Debido a las molestias que le causaba la parte superior del brazo izquierdo, pensó Richard, William Henry dormía sobre el lado derecho, con la dolorida extremidad cómodamente apoyada sobre su pecho. En el lugar en el que la aguja había traspasado la carne se estaba desarrollando una enrojecida roncha de gran tamaño; casi rozándola con la palma de la mano, Richard percibió el calor que emitía.

– ¡Todavía es muy pronto! -exclamó Richard.

– El primo James dice que casi siempre lo es después de la inoculación.

Con las rodillas temblándole de puro alivio al saber que su hijo había sobrevivido a la prueba, Richard se acercó a una de las perchas de la pared y descolgó su recio delantal de lona.

– Tengo que ayudar a padre. ¡Gracias a Dios, gracias a Dios!

Aún seguía dando gracias a Dios cuando bajó brincando por la escalera sin recordar que, hasta que no vio aparecer la pústula de William Henry, no se había acordado para nada de Dios.

En lugares como el Cooper's Arms, la apacible atmósfera de las largas noches estivales llevaba aparejada unos considerables beneficios.

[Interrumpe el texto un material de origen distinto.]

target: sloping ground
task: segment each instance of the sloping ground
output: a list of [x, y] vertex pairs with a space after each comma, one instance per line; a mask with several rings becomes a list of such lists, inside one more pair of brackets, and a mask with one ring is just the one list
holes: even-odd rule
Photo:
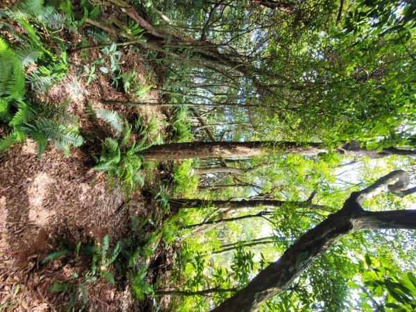
[[[147, 74], [137, 58], [122, 53], [123, 72], [136, 68], [141, 78]], [[96, 51], [90, 53], [96, 57]], [[71, 55], [70, 61], [80, 62], [76, 55]], [[36, 145], [28, 140], [0, 155], [0, 306], [7, 304], [6, 311], [65, 311], [69, 292], [51, 293], [49, 289], [54, 283], [69, 281], [73, 266], [60, 261], [41, 263], [59, 248], [57, 238], [72, 243], [99, 243], [108, 234], [112, 243], [116, 242], [131, 230], [133, 216], [146, 216], [154, 209], [140, 193], [134, 196], [128, 209], [122, 209], [124, 195], [117, 188], [108, 191], [105, 175], [91, 170], [92, 156], [101, 150], [106, 134], [89, 121], [87, 103], [102, 107], [101, 98], [128, 101], [128, 96], [99, 72], [98, 78], [85, 86], [78, 68], [71, 66], [67, 79], [47, 94], [33, 96], [57, 105], [69, 99], [67, 108], [76, 116], [80, 128], [93, 134], [86, 137], [85, 146], [73, 149], [69, 157], [49, 147], [39, 159]], [[143, 99], [157, 101], [157, 94], [149, 92]], [[140, 114], [144, 122], [153, 116], [166, 118], [154, 108], [105, 108], [129, 119]], [[86, 272], [89, 266], [80, 263], [77, 269]], [[89, 284], [87, 311], [139, 311], [125, 279], [116, 275], [115, 279], [114, 286], [101, 279]]]

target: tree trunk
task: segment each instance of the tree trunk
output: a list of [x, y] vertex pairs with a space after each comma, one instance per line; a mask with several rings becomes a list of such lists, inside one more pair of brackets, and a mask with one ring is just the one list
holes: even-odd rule
[[153, 293], [155, 296], [166, 296], [166, 295], [180, 295], [180, 296], [194, 296], [196, 295], [208, 295], [209, 293], [235, 293], [236, 288], [211, 288], [204, 289], [203, 291], [155, 291]]
[[[249, 142], [192, 142], [154, 145], [141, 152], [146, 160], [164, 162], [189, 158], [242, 157], [269, 155], [273, 151], [282, 154], [315, 156], [328, 150], [320, 143], [298, 144], [277, 141], [253, 141]], [[367, 150], [355, 142], [345, 143], [334, 150], [339, 154], [363, 154], [370, 158], [380, 158], [390, 155], [416, 156], [415, 150], [385, 148], [381, 152]]]
[[[403, 171], [389, 173], [373, 185], [354, 192], [343, 208], [308, 231], [290, 247], [281, 257], [262, 270], [244, 288], [227, 300], [213, 311], [248, 312], [257, 311], [272, 297], [285, 291], [320, 254], [341, 237], [361, 229], [416, 229], [416, 210], [367, 211], [362, 202], [376, 195], [390, 182], [408, 184], [408, 175]], [[405, 185], [405, 187], [407, 185]], [[394, 186], [393, 186], [394, 187]], [[401, 187], [404, 188], [404, 187]], [[394, 189], [394, 187], [391, 187]]]
[[180, 209], [186, 208], [204, 209], [207, 207], [215, 207], [218, 209], [241, 209], [257, 208], [263, 206], [281, 207], [290, 205], [299, 208], [318, 209], [331, 211], [332, 209], [327, 206], [314, 205], [309, 202], [291, 202], [284, 200], [205, 200], [200, 199], [172, 198], [169, 200], [171, 208]]
[[272, 214], [273, 214], [273, 212], [271, 212], [271, 211], [260, 211], [256, 214], [248, 214], [248, 215], [245, 215], [245, 216], [240, 216], [238, 217], [220, 218], [220, 219], [217, 219], [217, 220], [204, 221], [200, 223], [190, 224], [189, 225], [184, 226], [184, 228], [191, 229], [193, 227], [202, 227], [202, 225], [214, 225], [214, 224], [223, 223], [225, 223], [225, 222], [239, 221], [240, 220], [250, 219], [251, 218], [262, 218], [263, 216], [272, 215]]
[[220, 189], [227, 189], [232, 187], [250, 187], [248, 183], [237, 183], [235, 184], [216, 184], [216, 185], [198, 185], [199, 189], [207, 189], [209, 191], [219, 191]]
[[[220, 249], [211, 252], [211, 254], [218, 254], [229, 251], [235, 250], [239, 246], [243, 248], [258, 246], [260, 245], [271, 244], [279, 240], [276, 236], [261, 237], [260, 239], [250, 239], [249, 241], [238, 241], [230, 244], [223, 245]], [[280, 239], [281, 241], [281, 239]]]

La clientela habitual de la taberna estaba integrada por personas respetables que se ganaban la vida por encima del nivel de la simple subsistencia, por regla general, comerciantes y artesanos, acompañados por sus mujeres e hijos. Por una suma entre tres y cuatro peniques por cabeza, podían disfrutar de un abundante plato de sabrosa comida y una gran jarra de cerveza suave, y, para los que preferían cerveza más fuerte, ron o leche de Bristol (un jerez muy apreciado por las mujeres), otros seis peniques bastaban para que se dejaran caer sobre la cama y se quedaran dormidos nada más llegar a casa, a salvo de los salteadores de caminos y las patrullas de reclutamiento, pues el prolongado crepúsculo mantenía a raya la oscuridad.